Bunca uğraşıp, bu kadar hazırlanıp, memleketi önemli bir milli dava mücadelesi havasına soktuğunuz bir konuda sizin altınızı oyan bir adama tepki bu kadar!
O milli dava havası içinde, oylama sonucunun açıklanmasına saatler kala, bir grup lise öğrencisinin muhabbetine tanık oldum. Hepsi “Kesin Almanya alır” diyordu. Nedenini bilmiyorum ama çocuklardaki algı buydu.

Öte yandan, hangi spor mecrasında “konunun uzmanı gazeteciler”in tartışmasını dinlediysem hepsi de durum “Kafa kafaya” diyor, oy hesapları yapıyor, oylamanın eşitlikle biteceğini ve sonucu başkanın oyunun belirleyeceğini söylüyorlardı.
Oylar açıklanınca gördük ki Almanya’nın 12 oyuna karşı Türkiye 4 oy almış! Yine dış güçlerin oyunu, yine Türkiye’ye karşı komplo, Türkün Türk’ten başka dostu yok muhabbetleri…

Futbol yalnızca futbol değildir! Öyleyse nedir? Yukarıda değindiğim haberlerde Ceferin’in aleyhimize kulis yapıp Türkiye’yi destekleyecek üyelerin oyunu son anda değiştirdiği söyleniyor da o üyeleri ne söyleyerek, nasıl ikna ettiği söylenmiyor.
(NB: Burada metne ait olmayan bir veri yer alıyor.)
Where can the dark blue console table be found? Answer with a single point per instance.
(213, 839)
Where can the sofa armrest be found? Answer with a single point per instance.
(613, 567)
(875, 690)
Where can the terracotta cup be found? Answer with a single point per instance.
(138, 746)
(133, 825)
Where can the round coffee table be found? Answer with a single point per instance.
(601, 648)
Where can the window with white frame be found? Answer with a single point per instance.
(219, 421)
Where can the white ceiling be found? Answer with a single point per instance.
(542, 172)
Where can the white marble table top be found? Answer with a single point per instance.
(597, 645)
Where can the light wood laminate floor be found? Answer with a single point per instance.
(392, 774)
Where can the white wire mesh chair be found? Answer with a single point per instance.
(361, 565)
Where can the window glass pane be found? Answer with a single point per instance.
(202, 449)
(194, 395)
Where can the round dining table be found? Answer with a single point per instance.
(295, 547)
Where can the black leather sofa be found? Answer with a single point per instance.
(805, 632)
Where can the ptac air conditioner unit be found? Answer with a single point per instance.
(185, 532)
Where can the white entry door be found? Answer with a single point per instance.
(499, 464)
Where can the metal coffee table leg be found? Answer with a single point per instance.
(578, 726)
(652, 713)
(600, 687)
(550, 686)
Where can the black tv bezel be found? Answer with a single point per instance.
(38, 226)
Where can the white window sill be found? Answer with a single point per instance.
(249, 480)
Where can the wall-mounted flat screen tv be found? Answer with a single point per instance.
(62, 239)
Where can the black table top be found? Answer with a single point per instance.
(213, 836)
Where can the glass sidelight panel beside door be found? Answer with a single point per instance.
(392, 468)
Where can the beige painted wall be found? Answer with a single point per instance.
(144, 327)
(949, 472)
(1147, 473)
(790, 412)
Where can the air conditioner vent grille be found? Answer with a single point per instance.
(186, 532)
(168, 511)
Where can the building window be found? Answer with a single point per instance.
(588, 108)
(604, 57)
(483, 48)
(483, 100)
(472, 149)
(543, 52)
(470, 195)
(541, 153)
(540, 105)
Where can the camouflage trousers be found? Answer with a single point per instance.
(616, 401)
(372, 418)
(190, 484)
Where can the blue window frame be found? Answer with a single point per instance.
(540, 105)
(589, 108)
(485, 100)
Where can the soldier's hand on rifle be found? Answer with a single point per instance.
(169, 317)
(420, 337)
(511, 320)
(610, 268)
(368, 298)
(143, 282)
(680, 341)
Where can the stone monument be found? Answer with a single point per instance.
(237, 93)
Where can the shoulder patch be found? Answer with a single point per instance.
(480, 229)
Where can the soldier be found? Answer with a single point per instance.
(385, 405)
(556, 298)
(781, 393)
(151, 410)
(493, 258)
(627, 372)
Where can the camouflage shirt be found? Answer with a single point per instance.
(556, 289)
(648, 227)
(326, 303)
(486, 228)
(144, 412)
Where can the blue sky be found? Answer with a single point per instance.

Muhalif gazetelerde ne söylemiş olabileceğine dair bir ipucu var aslında, yabancı gazeteler de oylama öncesi ortaya konana UEFA değerlendirme raporundaki o noktaya dikkat çekiyordu: “Türkiye’nin riskleri var; ülkenin insan hakları alanında bir eylem planı yok.”

UEFA’nın değerlendirme raporu; yalnızca futbol olmayan futbolun aynı zamanda insan hakları olduğunu söylüyor!

Bunlar konuşulurken, Erdoğan Almanya’ya uçuyordu. Aramızda bir papaz sorunu olmadığı halde ilişkilerin papaz olduğu Almanya’ya! ABD ile malum halimizin ardından yeniden AB’ye yönelmenin de bir göstergesi olarak, Almanya ile arayı düzeltici bir ziyaret gerçekleştiriliyor!
2024’ü bize karşı kazanan Almanya’nın sokakları, medyası, siyasetçileri ayakta! Tamam, ticaret yapacağız, Suriyeli mültecilerin buralara kadar gelmesine de engel olacağız, ama ya insan hakları diyorlar!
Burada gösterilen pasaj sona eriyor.